Il dibattito acceso dal nostro articolo è ampio, e basta guardare i click e gli apprezzamenti avuti sul web per rendersene conto. Forse proprio per questo il sindaco non ha avuto il coraggio di mettere la faccia sul comunicato che, in maniera non certo coraggiosa, ha lasciato senza firma”.

“Una replica lunga e che non dice nulla, e che attacca immotivatamente l’opposizione con accuse gratuite. Il problema è la totale mancanza di informazione e trasparenza da parte dell’Amministrazione, e non certo se un ex consigliere comunale abbia avuto o meno la possibilità di scavare nei meandri del bilancio del Comune per avere dettagli su progetti per l’integrazione di cui nessuno sa praticamente nulla”.

“Quanti sono i profughi ospitati nel territorio marscianese? Che fanno? Ci sono amministrazioni comunali che li utilizzano per lavori socialmente utili. E noi? Non si sa e la replica stizzita del Comune non ce lo dice.

Dove sono ospitati? In che maniera? Neanche questo i marscianesi sono degni di saperlo”.

“Ma ancora più importante: visto che con la nuova emergenza sbarchi il Governo ha previsto che in Umbria arriveranno altri 900 profughi, è possibile sapere se a Marsciano è previsto l’arrivo di altri migranti? ci saranno ulteriori fondi per il comune? e come l’amministrazione pensa di gestire la situazione?

Il sindaco e la giunta dovrebbero ricordarsi che i soldi del Comune non sono i loro, e neanche del Pd, ma dei cittadini che pagano le tasse.
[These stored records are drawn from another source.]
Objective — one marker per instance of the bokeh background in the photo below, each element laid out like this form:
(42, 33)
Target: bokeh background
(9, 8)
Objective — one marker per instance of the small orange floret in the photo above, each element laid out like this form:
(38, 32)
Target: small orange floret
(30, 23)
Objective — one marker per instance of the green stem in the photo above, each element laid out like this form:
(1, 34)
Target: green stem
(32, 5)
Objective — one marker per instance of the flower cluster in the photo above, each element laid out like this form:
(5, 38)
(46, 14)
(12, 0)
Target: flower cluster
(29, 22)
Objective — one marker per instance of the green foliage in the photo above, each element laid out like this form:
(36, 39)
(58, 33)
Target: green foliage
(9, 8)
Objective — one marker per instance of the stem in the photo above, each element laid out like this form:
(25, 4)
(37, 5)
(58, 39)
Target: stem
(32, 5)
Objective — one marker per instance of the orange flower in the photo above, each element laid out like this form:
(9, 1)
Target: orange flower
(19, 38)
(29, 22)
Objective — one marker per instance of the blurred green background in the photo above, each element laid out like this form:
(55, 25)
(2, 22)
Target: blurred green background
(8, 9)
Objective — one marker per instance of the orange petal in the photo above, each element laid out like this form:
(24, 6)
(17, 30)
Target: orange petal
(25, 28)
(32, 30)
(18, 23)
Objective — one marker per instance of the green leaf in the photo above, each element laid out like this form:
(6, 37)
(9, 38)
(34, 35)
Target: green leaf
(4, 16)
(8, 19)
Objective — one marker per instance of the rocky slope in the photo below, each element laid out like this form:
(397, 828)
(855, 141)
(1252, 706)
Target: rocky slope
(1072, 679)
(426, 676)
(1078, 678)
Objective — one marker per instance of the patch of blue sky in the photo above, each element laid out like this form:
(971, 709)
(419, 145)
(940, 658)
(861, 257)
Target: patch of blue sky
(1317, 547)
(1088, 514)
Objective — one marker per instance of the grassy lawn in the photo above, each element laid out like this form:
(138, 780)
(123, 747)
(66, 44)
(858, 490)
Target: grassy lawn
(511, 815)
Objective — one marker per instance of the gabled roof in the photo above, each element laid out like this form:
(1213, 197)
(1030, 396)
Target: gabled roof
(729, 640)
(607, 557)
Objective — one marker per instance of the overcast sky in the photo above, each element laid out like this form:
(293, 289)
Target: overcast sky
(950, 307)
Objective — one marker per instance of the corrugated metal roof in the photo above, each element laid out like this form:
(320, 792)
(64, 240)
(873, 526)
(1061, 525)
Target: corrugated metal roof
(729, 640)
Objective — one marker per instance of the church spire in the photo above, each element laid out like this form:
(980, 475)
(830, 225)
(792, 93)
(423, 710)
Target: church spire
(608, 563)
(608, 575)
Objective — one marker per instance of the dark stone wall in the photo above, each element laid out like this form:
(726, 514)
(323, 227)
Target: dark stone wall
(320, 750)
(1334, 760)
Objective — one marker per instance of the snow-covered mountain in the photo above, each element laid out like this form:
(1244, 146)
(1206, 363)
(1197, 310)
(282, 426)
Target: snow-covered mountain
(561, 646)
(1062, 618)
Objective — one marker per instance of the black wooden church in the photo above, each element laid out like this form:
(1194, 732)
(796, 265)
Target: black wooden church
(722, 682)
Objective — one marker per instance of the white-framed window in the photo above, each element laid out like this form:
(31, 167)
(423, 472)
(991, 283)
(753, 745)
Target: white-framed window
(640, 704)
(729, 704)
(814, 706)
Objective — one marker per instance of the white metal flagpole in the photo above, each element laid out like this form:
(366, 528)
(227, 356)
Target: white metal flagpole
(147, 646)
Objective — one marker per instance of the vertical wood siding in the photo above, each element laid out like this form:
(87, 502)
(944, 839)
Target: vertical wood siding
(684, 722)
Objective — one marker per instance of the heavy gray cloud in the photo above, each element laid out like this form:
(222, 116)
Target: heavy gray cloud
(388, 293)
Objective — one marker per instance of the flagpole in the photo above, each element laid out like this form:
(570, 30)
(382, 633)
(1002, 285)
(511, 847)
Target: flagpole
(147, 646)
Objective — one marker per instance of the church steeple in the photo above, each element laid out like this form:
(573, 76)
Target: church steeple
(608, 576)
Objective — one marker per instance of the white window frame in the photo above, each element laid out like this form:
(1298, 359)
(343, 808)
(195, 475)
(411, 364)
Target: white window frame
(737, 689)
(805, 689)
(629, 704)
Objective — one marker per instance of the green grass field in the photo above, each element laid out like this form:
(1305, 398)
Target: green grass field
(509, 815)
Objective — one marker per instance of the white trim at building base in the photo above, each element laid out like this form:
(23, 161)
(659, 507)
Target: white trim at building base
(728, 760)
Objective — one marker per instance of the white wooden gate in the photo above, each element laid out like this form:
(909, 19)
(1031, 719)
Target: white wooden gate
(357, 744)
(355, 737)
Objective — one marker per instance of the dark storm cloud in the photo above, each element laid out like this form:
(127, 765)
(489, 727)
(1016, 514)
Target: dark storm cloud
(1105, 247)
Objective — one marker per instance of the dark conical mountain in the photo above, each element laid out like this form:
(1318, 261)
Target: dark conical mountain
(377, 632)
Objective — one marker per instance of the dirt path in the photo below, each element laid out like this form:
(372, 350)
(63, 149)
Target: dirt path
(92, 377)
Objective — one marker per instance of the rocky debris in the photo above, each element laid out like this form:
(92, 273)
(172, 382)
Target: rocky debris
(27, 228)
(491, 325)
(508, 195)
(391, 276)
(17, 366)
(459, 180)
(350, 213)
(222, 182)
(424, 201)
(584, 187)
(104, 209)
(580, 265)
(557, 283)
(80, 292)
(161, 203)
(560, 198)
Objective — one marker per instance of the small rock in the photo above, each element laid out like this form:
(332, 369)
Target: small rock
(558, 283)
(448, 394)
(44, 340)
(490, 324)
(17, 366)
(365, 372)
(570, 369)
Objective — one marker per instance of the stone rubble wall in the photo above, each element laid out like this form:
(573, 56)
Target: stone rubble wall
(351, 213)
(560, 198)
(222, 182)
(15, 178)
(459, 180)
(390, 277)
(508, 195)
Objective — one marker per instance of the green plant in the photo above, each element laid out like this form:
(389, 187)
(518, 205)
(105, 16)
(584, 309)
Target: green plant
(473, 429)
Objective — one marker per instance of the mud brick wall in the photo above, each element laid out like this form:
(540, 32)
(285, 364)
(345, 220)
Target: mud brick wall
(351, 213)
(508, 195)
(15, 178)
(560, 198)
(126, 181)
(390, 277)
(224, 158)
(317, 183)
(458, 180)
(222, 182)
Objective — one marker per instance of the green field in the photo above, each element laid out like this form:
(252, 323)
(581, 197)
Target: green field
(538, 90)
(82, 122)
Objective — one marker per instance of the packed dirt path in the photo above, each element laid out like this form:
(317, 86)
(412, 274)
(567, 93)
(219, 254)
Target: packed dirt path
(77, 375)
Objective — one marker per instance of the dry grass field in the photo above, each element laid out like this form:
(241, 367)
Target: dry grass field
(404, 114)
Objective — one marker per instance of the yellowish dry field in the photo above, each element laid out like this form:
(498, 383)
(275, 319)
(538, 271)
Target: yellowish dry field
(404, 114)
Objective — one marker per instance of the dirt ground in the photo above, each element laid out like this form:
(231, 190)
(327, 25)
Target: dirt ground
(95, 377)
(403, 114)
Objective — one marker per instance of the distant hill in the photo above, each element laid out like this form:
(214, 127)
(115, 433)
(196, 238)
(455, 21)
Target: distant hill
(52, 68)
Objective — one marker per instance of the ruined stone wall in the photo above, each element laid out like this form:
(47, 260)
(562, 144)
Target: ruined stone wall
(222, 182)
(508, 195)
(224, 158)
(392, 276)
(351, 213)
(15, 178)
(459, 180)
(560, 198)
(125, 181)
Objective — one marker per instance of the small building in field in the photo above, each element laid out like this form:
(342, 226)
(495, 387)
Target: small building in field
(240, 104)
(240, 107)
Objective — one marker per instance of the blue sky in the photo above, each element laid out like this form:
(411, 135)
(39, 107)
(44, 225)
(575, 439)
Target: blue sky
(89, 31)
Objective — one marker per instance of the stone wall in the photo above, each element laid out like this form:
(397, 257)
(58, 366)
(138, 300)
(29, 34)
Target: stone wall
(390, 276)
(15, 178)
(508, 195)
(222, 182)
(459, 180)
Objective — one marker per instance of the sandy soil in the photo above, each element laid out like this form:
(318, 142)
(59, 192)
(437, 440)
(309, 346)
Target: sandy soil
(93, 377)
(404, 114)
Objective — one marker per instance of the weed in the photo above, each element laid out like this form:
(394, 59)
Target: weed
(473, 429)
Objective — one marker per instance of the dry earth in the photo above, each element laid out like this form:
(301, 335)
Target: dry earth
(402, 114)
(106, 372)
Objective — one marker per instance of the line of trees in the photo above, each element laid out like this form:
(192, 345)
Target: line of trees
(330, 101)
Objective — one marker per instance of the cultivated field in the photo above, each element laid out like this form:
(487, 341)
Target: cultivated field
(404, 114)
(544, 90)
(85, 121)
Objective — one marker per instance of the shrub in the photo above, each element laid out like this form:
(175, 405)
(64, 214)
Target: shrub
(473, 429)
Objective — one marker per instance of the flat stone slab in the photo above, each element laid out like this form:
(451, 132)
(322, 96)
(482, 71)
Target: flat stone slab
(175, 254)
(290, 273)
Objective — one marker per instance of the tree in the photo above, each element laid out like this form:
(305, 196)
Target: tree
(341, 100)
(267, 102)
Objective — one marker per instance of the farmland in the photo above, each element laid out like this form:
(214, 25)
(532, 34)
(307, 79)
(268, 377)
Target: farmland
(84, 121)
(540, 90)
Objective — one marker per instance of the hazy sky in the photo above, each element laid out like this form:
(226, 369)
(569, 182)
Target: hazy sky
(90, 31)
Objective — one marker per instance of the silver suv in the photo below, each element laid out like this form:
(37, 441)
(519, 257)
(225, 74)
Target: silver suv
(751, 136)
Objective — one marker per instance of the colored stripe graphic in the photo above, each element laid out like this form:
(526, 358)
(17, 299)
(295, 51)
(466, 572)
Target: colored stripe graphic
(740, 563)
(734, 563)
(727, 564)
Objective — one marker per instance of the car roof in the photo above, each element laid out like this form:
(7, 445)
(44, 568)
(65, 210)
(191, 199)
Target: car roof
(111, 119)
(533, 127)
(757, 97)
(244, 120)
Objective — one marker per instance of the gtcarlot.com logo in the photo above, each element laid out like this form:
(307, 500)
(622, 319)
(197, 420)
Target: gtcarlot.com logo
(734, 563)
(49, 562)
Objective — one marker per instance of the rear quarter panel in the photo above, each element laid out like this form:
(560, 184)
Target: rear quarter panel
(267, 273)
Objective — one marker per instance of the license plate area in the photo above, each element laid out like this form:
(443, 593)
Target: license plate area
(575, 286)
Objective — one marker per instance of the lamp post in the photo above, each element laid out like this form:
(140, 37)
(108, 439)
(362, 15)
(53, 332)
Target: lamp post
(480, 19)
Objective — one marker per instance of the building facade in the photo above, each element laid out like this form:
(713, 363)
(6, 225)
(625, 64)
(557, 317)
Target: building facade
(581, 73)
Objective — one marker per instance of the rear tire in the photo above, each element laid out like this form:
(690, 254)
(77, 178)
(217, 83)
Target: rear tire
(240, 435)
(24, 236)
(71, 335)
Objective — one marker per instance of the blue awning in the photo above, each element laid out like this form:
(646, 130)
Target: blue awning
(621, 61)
Senza perdere tempo con repliche boriose, basterebbe che rendessero conto del loro operato e di come hanno spesi i soldi pubblici. Basterebbe che uscissero qualche volta dal palazzo e chiedessero ad un marscianese qualsiasi se conosce il vino Asylon (di cui si riempie tanto la bocca il misterioso autore del comunicato) o quanti soldi riceve il comune di Marsciano per l’emergenza profughi, o quanti migranti ospitiamo nel nostro territorio. Domande semplici ma alle quali difficilmente troverebbero risposta proprio per l’assenza di trasparenza e mancanza di comunicazione da parte della giunta.

Caro sindaco, anche solo per bon ton istituzionale ci risponda lei, oppure faccia firmare il comunicato da un suo assessore. Noi, ma soprattutto i marscianesi, gliene saremmo molto grati”.